Я прекрасно понимаю, что критик не обязан принимать на веру исходные положения изучаемого произведения, но мне кажется, что было бы полезнее (и даже более ответственно) сначала рассмотреть произведение в рамках этих же положений, прежде чем вступить с ними в полемику. Таким образом, несмотря на то, что широко распространенные методы психологизма и историзма придают смысл данному нам в ощущениях миру, по мнению Набокова, это неизбежно происходит ценой подчинения частного общему и размывания сущностного свойства искусства — торжества конкретного и индивидуального. Как заметил Набоков в одном из интервью, возможно ссылаясь на идеи Анри Бергсона, «настоящее искусство имеет дело не с родом, и даже не с видом, а с особью данного вида, отклоняющейся от нормы» (Strong Opinions. P. 155).

вернуться

17

Например, о катастрофе большевистской революции 1917 года рассказывается только в связи с тем, какое влияние она оказала на семейный круг Набокова, а о нависшей угрозе нацистской оккупации Парижа в 1940 году почти совсем не упоминается, хотя именно по этой причине Набоковым пришлось срочно эмигрировать в США.

вернуться

18

В самом деле, чем ближе Набокову человек, изображаемый им в автобиографии, тем более сдержанным он становится, словно его предельно ясное понимание автономности этого человека заставляет опасаться эстетической апроприации, которую обязательно влечет за собой такое изображение. Так, писатель рисует яркие, набросанные несколькими штрихами портреты второстепенных персонажей, например, мрачного слуги семьи Устина (SM 187); казалось бы, этот портрет верно передает реальность, но на самом деле он является только ее ярким словесным подобием, карикатурой, в которой сложная человеческая личность шутливо сводится к классовой или социальной категории, к фиктивной роли.

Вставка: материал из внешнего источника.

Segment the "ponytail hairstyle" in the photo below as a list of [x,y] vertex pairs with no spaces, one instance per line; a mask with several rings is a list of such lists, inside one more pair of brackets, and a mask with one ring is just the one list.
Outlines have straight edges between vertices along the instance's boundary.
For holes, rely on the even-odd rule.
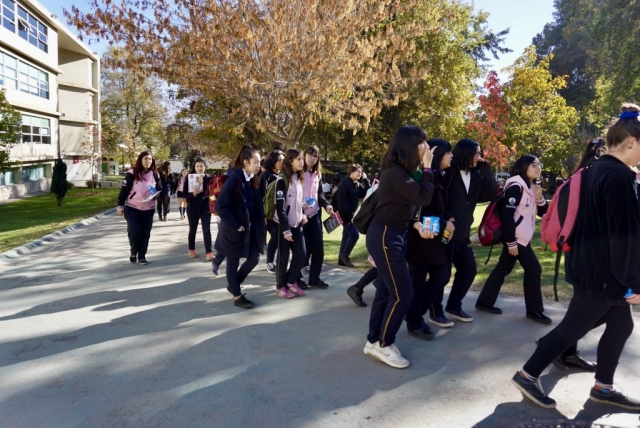
[[629,137],[634,137],[640,141],[640,107],[636,104],[622,104],[622,113],[618,119],[614,119],[607,129],[607,148],[612,149],[619,146]]
[[137,181],[142,181],[142,174],[144,174],[144,167],[142,166],[142,158],[145,156],[151,156],[151,166],[149,167],[149,171],[156,170],[156,160],[151,155],[151,152],[144,151],[138,155],[138,159],[136,160],[135,165],[133,166],[133,179]]
[[[280,170],[280,173],[287,176],[289,183],[291,183],[291,179],[293,177],[293,167],[291,166],[291,164],[298,156],[300,156],[301,153],[302,152],[300,150],[296,148],[291,148],[287,150],[287,152],[284,155],[284,160],[282,161],[282,169]],[[302,171],[298,171],[296,174],[298,175],[298,179],[300,180],[300,183],[303,183],[304,174],[302,173]]]
[[[245,144],[244,146],[242,146],[242,148],[236,155],[236,158],[233,161],[233,168],[243,169],[244,161],[251,162],[253,160],[253,155],[256,153],[260,154],[256,149],[254,149],[248,144]],[[253,174],[253,188],[254,189],[260,188],[260,178],[258,177],[258,174]]]
[[313,155],[313,156],[317,156],[318,157],[318,162],[316,162],[316,164],[311,168],[311,170],[309,170],[309,168],[307,167],[307,158],[304,157],[304,167],[303,170],[306,172],[321,172],[322,171],[322,164],[320,163],[320,149],[318,148],[318,146],[309,146],[307,147],[307,150],[304,151],[305,155]]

Более близкие ему люди, например швейцарская гувернантка «Mademoiselle», могут поначалу изображаться в комическом свете (например, блестяще-смешное описание того, как она «приступает к акту усадки» в плетеное кресло [SM 96, Пг 393]), но в конце концов комизм переходит в пафос, проистекающий из ощущения полной недостаточности любой чисто литературной концепции или характеристики личности («…я поймал себя на сомнении — не проглядел ли я в ней совершенно <…> нечто куда более важное, чем ее подбородки, повадки и даже ее французский» [SM 117, Пг 413]). Сдержанность Набокова возрастает при нежных, но всегда отстраненных описаниях образов его отца и матери, которые странным образом расплывчато-реальны, и достигает предела замкнутости в отношении самого близкого человека, жены Веры; все обращения к ней — только во втором лице, так явно Набоков не хочет объективировать ее. (Изначально предполагалось, что глава пятнадцатая, («Сады и парки»), в которой содержится большинство упоминаний о Вере, будет называться «Second Person» («Второе лицо»), см.: Nabokov V. Selected Letters: 1940–1977 / Ed. by Dmitri Nabokov and Matthew J. Bruccoli. San Diego, 1989. P. 95).